Amanda Clayton? A babe, if Sean had ever seen one. Little and brunette and cuddly. And dumb as a post. Her longtime steady had rolled his car after a party last weekend, Sean had heard, and was in the hospital down in Durango with both legs in casts. High school dances were like a game of musical chairs, he’d always thought, and this time poor Zoe was left standing. Stork ablaze. “So why didn’t you just…” Call me? He’d have been happy to help her out.

“Stay home? Right, and tell my dad why? He’d have stomped down to the gym and dragged Bobbie out by his ear. Or maybe shot him. I have enough to live down without that, thank you. So I—” Zoe shrugged and turned toward the fire exit. “I’ve got to go.” She spun back again, tottered on her heels, and braced one long arm out against the wall. “Oh, and Sean, do me a favor? You never saw me.”

She must be just riding around, he realized, killing time till it was safe to go home. “Then how about a favor for a favor?” Her embarrassment made him feel bolder. “Could you give me a ride out to the ranch?
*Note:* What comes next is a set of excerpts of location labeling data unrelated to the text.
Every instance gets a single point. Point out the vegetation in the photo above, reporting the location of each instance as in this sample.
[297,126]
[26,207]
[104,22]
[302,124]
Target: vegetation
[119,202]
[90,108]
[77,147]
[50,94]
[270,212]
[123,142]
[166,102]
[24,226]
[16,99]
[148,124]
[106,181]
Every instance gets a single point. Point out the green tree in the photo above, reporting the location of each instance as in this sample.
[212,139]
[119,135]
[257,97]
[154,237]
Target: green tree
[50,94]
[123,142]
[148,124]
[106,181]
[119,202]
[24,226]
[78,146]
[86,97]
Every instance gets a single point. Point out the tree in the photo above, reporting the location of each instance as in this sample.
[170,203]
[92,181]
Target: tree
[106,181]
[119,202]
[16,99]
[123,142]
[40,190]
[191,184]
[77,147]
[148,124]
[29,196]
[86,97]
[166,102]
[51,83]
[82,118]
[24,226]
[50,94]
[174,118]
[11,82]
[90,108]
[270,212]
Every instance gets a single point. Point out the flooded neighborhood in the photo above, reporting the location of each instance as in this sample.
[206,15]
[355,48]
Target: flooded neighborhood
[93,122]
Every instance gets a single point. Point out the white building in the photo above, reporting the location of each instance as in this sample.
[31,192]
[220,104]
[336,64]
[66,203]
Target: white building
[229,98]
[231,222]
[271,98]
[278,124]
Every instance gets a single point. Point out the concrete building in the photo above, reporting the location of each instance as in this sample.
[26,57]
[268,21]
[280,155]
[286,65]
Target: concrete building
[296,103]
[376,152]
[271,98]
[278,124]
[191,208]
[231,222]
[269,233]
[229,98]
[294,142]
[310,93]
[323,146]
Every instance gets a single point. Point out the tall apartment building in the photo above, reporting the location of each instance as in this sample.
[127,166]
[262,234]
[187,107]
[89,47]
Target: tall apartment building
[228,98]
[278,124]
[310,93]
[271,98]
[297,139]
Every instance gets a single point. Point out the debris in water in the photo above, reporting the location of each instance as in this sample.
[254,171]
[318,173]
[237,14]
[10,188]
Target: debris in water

There’s no hurry,” he added, as she opened her mouth. “You could drop me at my turnoff out on the highway—any time tonight at all.”

She closed her soft pink lips and cocked her head, studying him. Being Zoe, he knew, she saw more than he wanted to show. He shrugged and held her blue-eyed gaze with an effort.

“Yeah, I could do that,” she said thoughtfully, her eyes turning inward in that look that usually ended in another crazy assignment for him—like the time she’d hidden him in the ceiling above the teachers’ lounge to take candid photos. “I’d be happy to.”